Carmel is a small town, maybe three thousand people. If I went there… how hard could it be to find a famous author? He probably stands in the town square with blinking lights on his head. “It’s me! The talented, successful, rich writer who steals other people’s stories!”
What am I saying? No, going there to find him would be crazy.
The more I think about the book, the more I get worked up, and all my anger is targeted at the writer. Who gave him the right to tell my story? Is he even a good writer? Did he do a good job? If it’s my story, our story, then I’m part of it. How could he possibly get right how I felt that day and what it meant to me? How that town and that man changed me forever?

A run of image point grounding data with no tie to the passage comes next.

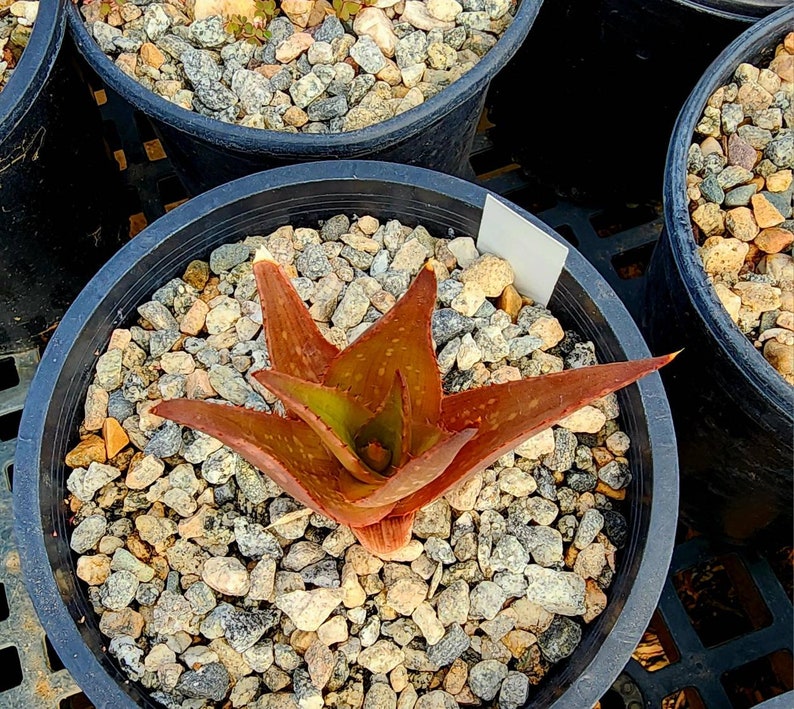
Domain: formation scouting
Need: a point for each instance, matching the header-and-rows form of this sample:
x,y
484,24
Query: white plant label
x,y
537,259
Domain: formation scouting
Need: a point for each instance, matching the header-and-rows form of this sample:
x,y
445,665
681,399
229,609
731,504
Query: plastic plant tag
x,y
537,258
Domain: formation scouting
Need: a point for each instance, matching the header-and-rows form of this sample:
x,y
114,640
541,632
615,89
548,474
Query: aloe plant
x,y
370,437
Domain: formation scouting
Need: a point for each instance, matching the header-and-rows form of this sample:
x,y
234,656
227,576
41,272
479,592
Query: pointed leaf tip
x,y
263,254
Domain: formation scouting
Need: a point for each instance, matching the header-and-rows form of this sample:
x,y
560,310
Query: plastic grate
x,y
685,671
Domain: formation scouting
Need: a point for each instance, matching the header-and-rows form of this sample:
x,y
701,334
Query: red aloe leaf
x,y
400,340
331,414
391,424
506,414
390,534
286,450
418,472
294,343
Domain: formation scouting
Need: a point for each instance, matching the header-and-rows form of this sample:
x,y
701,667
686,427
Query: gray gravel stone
x,y
158,315
119,590
243,629
514,691
454,643
210,681
487,599
166,441
448,324
209,32
560,639
87,534
615,474
590,524
368,55
485,678
227,256
254,541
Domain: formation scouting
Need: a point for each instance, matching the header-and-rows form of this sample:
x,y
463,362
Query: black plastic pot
x,y
732,410
61,212
207,153
258,204
606,79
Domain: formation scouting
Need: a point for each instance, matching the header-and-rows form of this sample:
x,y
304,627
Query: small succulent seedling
x,y
370,437
253,30
347,9
105,6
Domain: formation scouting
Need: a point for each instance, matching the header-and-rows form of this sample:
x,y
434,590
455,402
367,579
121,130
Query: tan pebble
x,y
780,267
766,214
786,320
119,339
711,145
269,70
467,698
570,556
721,255
709,218
741,223
115,436
390,74
301,640
197,385
754,97
439,268
774,240
295,116
595,601
759,183
602,456
292,47
781,334
369,225
779,181
398,678
193,320
205,8
91,449
456,677
510,301
730,301
783,66
758,296
298,11
517,641
197,274
780,356
93,569
151,55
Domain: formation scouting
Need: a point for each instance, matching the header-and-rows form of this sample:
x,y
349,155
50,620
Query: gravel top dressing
x,y
16,23
740,190
217,589
304,69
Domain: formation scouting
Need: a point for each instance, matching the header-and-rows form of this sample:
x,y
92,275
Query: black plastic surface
x,y
258,204
60,209
604,81
205,152
733,412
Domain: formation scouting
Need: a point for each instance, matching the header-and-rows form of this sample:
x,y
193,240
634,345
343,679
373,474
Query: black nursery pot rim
x,y
34,66
746,10
350,144
763,35
649,552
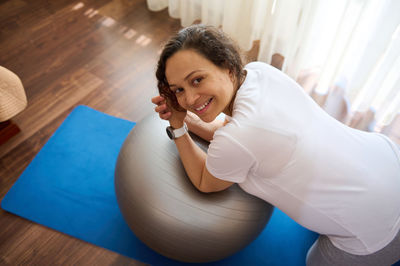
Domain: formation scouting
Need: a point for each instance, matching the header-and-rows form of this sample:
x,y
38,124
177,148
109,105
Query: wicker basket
x,y
12,95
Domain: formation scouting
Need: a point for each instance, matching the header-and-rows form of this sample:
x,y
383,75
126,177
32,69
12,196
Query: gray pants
x,y
323,252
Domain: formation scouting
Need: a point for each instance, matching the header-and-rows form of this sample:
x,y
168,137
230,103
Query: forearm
x,y
192,157
202,129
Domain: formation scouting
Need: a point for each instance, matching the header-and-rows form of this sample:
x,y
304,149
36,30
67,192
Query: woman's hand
x,y
167,112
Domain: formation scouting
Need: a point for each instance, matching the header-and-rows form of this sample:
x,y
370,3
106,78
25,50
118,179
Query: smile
x,y
201,108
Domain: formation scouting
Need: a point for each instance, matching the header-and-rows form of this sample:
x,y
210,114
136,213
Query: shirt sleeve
x,y
228,159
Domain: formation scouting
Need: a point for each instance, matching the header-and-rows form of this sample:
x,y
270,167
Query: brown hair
x,y
208,41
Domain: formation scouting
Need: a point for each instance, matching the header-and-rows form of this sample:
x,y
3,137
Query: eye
x,y
178,90
197,81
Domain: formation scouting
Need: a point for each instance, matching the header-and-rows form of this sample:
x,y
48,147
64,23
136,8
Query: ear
x,y
231,75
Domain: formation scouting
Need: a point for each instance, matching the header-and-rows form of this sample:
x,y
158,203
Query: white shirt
x,y
335,180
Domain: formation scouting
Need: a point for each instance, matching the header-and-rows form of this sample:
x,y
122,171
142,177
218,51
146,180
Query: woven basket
x,y
12,94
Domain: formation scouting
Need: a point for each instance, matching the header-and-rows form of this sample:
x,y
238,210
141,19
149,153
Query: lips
x,y
204,107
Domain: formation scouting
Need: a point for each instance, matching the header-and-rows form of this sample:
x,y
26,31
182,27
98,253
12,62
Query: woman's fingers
x,y
161,108
165,116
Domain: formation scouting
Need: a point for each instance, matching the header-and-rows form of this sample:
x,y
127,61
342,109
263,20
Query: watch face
x,y
170,133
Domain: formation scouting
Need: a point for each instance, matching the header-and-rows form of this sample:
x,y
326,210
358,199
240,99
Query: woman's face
x,y
200,86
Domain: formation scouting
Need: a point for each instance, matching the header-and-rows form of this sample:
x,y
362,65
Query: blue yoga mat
x,y
69,187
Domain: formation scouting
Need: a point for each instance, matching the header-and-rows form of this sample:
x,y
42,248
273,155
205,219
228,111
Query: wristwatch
x,y
176,133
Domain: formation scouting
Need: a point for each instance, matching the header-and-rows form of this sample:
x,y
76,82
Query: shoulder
x,y
261,66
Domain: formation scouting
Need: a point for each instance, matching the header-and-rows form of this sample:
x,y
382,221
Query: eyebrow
x,y
188,76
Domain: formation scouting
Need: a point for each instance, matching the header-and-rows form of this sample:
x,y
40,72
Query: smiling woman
x,y
280,146
200,86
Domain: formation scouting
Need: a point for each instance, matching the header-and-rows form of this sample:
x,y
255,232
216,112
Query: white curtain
x,y
353,44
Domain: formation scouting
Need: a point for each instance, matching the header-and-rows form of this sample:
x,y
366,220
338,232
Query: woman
x,y
278,145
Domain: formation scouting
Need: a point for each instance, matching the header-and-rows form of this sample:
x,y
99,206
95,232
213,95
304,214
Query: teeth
x,y
203,106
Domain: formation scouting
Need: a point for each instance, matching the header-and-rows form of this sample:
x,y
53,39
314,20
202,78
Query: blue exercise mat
x,y
69,187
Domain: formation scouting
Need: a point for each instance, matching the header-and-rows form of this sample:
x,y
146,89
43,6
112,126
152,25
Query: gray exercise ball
x,y
167,213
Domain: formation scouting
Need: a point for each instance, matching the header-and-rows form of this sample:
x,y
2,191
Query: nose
x,y
191,97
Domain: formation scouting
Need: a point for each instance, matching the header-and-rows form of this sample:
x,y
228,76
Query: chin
x,y
207,118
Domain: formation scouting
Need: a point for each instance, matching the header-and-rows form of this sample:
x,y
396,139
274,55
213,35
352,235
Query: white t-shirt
x,y
280,146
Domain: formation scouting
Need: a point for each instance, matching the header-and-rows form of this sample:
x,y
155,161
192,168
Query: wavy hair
x,y
209,42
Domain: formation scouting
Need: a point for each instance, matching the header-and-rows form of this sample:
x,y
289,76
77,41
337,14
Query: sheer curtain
x,y
350,47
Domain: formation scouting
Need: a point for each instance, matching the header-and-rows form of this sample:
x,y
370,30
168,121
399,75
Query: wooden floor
x,y
100,53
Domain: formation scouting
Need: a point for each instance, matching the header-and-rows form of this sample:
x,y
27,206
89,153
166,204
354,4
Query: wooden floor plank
x,y
100,53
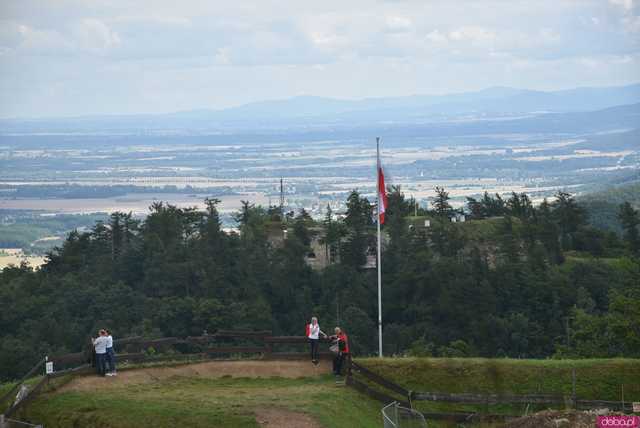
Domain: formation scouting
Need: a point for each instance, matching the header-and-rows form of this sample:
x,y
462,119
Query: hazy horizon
x,y
76,58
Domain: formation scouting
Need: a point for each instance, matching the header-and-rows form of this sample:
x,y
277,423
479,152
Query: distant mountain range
x,y
496,103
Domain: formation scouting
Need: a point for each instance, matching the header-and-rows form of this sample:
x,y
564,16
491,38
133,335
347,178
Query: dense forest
x,y
514,280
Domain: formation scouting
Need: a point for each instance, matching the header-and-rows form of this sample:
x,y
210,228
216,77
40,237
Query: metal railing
x,y
396,416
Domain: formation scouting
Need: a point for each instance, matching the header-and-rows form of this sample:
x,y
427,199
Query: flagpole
x,y
379,258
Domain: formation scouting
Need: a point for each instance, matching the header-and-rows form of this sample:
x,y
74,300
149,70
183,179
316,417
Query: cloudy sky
x,y
76,57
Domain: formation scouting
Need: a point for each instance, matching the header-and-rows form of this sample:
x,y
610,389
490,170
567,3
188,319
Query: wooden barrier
x,y
355,367
467,398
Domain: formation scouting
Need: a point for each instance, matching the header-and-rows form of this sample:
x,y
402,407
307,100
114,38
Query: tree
x,y
630,220
569,216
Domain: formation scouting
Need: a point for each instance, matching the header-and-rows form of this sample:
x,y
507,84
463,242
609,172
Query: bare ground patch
x,y
276,417
208,370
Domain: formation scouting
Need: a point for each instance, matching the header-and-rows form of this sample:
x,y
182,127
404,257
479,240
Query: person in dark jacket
x,y
340,339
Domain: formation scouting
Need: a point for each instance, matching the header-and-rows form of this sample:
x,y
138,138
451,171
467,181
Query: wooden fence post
x,y
574,402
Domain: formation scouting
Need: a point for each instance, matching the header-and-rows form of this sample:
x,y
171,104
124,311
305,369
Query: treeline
x,y
514,280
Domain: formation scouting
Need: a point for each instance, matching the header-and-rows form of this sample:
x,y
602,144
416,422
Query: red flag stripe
x,y
382,194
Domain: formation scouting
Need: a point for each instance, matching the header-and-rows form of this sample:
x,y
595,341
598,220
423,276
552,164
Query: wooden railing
x,y
259,343
137,350
387,391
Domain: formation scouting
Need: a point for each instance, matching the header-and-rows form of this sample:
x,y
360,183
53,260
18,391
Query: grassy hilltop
x,y
194,396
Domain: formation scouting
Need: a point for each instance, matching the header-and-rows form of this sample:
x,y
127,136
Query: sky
x,y
80,57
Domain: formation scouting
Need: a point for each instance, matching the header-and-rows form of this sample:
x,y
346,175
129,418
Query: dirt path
x,y
275,417
208,370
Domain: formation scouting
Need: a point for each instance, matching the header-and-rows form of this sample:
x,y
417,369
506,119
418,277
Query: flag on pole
x,y
382,193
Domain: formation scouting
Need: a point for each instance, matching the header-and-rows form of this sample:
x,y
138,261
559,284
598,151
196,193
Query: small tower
x,y
281,195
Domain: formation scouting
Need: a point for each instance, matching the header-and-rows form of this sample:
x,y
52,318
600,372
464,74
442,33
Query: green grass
x,y
232,402
595,379
196,402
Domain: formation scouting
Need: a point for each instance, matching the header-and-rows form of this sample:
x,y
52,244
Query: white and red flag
x,y
382,193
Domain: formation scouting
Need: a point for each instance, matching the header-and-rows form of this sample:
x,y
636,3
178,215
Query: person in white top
x,y
313,334
100,345
110,357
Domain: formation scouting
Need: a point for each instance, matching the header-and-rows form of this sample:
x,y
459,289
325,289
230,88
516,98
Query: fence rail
x,y
388,391
263,346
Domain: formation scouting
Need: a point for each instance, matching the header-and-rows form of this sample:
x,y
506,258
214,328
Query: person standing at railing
x,y
340,349
110,355
313,334
100,345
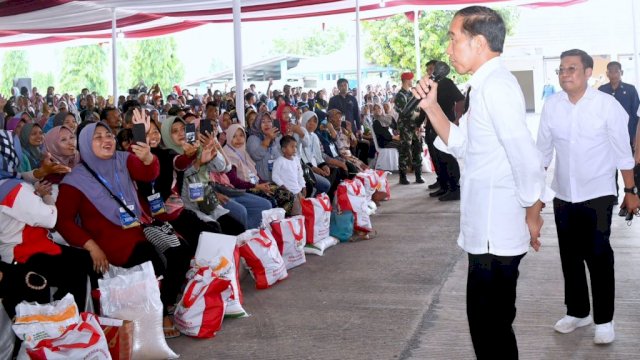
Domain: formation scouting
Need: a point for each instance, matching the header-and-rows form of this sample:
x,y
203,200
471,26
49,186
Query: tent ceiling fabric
x,y
33,22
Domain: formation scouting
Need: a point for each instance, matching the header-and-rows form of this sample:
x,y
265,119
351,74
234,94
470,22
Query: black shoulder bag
x,y
158,233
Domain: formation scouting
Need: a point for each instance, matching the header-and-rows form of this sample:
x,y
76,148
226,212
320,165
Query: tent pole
x,y
237,47
114,57
416,42
358,57
635,44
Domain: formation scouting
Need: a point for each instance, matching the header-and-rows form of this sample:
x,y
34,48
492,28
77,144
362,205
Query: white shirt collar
x,y
483,71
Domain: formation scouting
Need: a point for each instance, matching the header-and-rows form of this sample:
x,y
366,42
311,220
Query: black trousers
x,y
178,259
430,137
583,237
66,271
491,305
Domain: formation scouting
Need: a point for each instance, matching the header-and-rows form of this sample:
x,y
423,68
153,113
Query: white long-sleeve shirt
x,y
590,139
503,172
288,173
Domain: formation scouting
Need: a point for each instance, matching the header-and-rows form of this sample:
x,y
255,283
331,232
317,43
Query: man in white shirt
x,y
588,131
503,180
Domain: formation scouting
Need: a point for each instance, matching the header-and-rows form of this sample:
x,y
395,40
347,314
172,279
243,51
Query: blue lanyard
x,y
108,185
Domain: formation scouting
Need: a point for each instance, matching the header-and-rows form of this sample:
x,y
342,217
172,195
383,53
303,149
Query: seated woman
x,y
383,126
106,229
30,262
174,138
184,221
31,141
243,173
245,207
306,146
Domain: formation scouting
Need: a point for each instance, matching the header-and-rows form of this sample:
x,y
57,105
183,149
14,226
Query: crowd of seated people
x,y
72,172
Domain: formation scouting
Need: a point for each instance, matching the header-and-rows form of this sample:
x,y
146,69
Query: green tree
x,y
42,80
392,39
84,67
316,43
14,65
155,61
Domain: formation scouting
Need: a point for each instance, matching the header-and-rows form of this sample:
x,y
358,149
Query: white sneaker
x,y
569,323
604,333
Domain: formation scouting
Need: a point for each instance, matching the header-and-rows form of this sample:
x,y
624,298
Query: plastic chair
x,y
386,158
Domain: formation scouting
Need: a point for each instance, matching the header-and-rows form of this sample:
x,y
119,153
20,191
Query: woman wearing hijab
x,y
184,221
263,145
245,207
174,138
284,116
311,154
382,128
30,262
106,229
31,141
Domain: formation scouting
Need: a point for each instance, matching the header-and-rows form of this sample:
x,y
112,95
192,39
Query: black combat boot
x,y
403,178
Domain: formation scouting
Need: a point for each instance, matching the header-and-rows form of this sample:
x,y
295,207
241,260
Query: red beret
x,y
407,76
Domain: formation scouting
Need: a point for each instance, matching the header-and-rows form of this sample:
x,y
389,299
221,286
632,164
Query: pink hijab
x,y
239,157
51,142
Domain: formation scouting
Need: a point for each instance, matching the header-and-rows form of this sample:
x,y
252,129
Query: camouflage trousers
x,y
410,150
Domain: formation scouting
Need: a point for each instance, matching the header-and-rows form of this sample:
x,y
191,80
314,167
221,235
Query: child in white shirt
x,y
287,170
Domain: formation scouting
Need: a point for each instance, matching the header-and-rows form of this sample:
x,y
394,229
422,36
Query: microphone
x,y
440,71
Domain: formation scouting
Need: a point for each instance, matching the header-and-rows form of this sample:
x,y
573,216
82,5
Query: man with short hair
x,y
410,151
504,180
588,131
451,101
626,94
347,104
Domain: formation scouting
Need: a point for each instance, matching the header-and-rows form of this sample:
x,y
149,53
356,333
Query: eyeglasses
x,y
567,71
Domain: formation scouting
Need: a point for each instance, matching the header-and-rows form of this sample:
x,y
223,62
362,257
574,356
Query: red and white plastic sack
x,y
259,251
35,322
84,340
317,217
351,196
201,309
291,238
211,247
317,222
133,294
271,215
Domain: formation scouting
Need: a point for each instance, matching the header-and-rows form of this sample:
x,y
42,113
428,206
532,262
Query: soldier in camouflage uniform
x,y
410,150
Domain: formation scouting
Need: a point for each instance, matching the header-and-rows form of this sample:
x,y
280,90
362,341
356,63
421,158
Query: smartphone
x,y
190,133
206,127
139,133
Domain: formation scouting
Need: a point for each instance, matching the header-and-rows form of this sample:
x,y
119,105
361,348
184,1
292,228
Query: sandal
x,y
170,332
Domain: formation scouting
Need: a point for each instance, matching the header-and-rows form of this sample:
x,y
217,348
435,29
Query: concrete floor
x,y
402,296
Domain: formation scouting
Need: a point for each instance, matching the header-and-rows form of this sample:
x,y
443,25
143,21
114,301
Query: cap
x,y
333,111
406,76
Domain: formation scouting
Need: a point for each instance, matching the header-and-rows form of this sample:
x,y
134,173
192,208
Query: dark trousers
x,y
430,137
178,259
67,272
491,305
583,237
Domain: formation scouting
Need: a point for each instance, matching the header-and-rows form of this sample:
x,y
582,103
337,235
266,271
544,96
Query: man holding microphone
x,y
503,184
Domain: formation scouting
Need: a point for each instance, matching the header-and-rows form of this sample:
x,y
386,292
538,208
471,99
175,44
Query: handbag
x,y
228,190
341,225
159,233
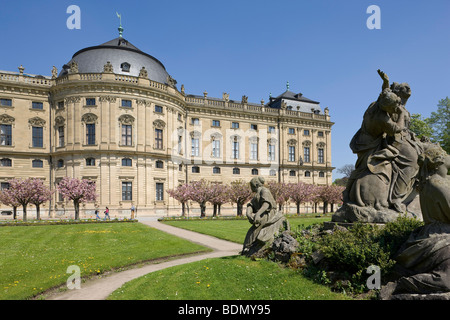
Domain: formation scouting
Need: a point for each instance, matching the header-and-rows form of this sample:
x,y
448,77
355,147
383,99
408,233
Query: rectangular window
x,y
126,103
6,102
37,105
216,149
127,137
271,152
159,191
158,139
291,153
126,190
61,136
5,135
90,101
90,133
38,137
254,151
235,149
320,158
306,157
195,147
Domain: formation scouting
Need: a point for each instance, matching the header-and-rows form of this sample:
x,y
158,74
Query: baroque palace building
x,y
115,116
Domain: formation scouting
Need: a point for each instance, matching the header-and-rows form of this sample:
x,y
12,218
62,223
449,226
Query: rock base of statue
x,y
350,213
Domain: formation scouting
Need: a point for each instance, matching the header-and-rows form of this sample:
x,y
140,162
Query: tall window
x,y
38,137
271,152
61,136
127,190
320,158
5,135
90,133
127,137
291,153
195,147
158,139
306,157
216,148
159,191
254,150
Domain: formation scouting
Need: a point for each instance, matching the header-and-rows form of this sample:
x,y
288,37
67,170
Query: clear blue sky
x,y
253,47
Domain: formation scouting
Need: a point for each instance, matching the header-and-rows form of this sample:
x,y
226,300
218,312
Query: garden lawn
x,y
234,229
35,258
229,278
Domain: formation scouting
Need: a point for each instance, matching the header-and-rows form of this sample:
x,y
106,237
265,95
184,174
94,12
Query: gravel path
x,y
100,289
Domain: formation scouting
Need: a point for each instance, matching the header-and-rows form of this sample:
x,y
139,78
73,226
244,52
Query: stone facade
x,y
136,137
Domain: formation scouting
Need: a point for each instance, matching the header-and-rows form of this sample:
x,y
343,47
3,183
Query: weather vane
x,y
120,26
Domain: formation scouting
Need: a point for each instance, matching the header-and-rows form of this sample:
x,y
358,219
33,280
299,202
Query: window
x,y
127,192
195,169
90,101
291,153
159,191
195,147
37,105
6,102
216,148
90,162
61,136
90,133
37,164
127,137
158,139
254,151
235,149
320,158
38,137
5,135
306,157
271,152
126,162
5,162
126,103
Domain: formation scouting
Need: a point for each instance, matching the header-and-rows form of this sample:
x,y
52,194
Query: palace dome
x,y
124,57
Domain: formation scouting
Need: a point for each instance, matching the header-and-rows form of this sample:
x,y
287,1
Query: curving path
x,y
100,289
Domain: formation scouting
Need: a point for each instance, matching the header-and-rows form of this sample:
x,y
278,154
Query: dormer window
x,y
125,66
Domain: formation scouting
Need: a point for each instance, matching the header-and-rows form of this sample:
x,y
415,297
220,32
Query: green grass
x,y
227,278
34,259
235,230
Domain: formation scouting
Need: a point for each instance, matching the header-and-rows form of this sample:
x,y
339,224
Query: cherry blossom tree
x,y
181,193
239,193
7,198
42,194
78,191
300,193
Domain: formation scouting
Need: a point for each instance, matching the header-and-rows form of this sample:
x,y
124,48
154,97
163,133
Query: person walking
x,y
107,214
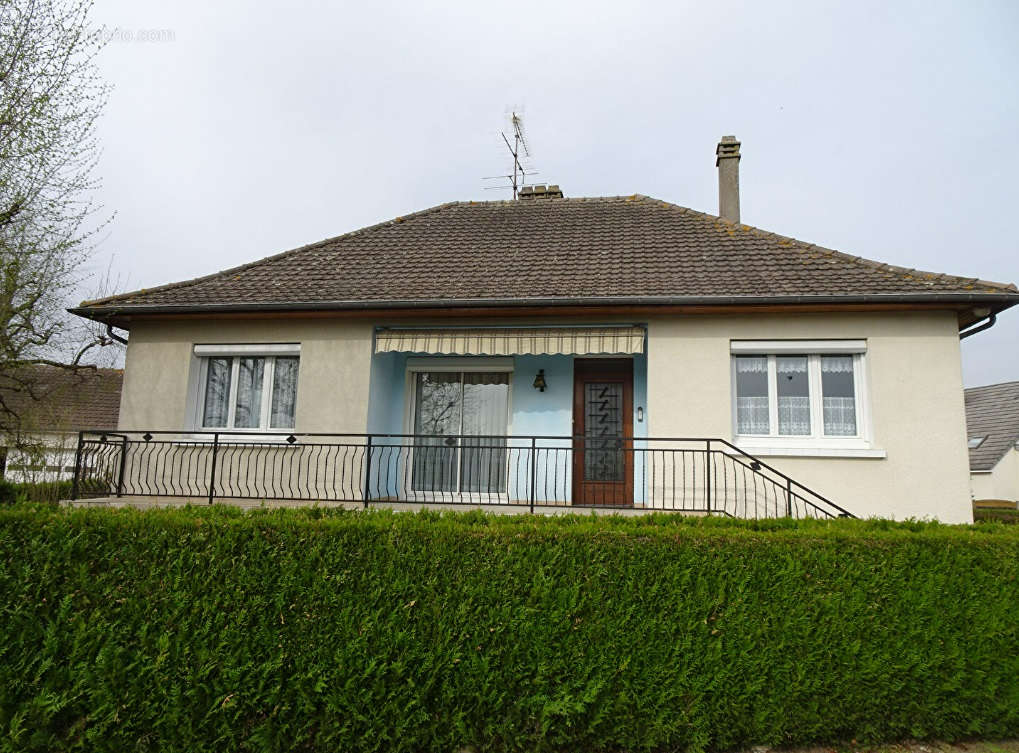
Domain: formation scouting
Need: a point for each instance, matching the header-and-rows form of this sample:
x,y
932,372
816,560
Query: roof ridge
x,y
859,260
243,267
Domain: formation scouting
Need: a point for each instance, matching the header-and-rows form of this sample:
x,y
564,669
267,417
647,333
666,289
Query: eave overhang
x,y
968,305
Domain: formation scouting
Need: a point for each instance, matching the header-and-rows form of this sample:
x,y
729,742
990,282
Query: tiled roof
x,y
991,412
63,399
553,251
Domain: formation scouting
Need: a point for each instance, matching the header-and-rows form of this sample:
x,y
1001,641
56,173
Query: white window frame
x,y
816,443
464,365
270,351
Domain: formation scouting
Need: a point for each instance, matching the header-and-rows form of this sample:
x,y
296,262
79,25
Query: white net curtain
x,y
839,395
793,376
751,395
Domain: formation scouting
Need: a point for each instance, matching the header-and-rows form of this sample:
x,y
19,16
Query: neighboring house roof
x,y
604,251
991,412
63,399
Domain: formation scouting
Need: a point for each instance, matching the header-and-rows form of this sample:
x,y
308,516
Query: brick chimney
x,y
540,192
728,162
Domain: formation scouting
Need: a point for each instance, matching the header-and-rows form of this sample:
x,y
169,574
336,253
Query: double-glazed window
x,y
249,391
460,420
798,394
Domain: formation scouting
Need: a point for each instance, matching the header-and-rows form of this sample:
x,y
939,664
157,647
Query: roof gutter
x,y
1005,300
113,335
987,324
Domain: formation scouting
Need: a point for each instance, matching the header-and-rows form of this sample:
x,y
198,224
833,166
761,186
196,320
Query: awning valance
x,y
504,341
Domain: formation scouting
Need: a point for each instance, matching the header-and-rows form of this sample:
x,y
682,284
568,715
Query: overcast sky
x,y
886,129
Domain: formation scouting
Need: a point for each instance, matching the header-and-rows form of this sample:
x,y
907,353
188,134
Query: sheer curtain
x,y
483,461
284,393
248,411
438,401
839,395
794,394
217,392
751,395
451,404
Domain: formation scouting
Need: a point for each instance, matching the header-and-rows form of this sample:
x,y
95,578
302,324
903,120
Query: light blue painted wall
x,y
532,413
548,413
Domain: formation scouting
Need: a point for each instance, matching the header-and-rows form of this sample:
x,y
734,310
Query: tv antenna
x,y
519,176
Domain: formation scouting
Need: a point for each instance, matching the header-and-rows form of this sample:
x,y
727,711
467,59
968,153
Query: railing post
x,y
534,469
212,475
368,470
77,466
707,472
123,464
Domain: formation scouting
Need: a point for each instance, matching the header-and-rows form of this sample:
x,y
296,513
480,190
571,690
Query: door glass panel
x,y
436,413
602,431
483,462
794,394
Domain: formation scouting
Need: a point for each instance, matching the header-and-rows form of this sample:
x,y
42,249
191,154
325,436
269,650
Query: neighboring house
x,y
993,428
487,327
51,406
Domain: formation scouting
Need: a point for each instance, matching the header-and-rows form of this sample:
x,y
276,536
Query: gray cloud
x,y
880,129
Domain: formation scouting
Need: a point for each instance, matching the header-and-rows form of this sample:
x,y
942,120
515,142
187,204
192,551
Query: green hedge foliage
x,y
211,630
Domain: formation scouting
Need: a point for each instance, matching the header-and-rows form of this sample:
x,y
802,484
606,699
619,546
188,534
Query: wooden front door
x,y
603,461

I mumble to myself and notice a woman passing by who gives me a strange look.
“This is New York. I’m allowed to talk to myself in my car,” I say to her through the window.
I look again at the writer’s photo. So stuck up.
“His impressive circle of friends,” I mumble. “Who says that?”
He should’ve asked for my permission. I’m a journalist; I know how this works. One source of information is not enough, and it doesn’t make a story. You need to have at least two. He should’ve contacted me and asked me about it, and I would’ve gotten the chance to tell him, ‘NO. No, you can’t write about my life’.
So frustrating that he knows what I don’t. He knows what happened. Why Max didn’t show up. Why he broke my heart. What happened to him after. I punch the wheel. I don’t care how many books he wrote and how many millions he sold. This is not his story to tell. It’s mine. And I wrote it. I hate this guy!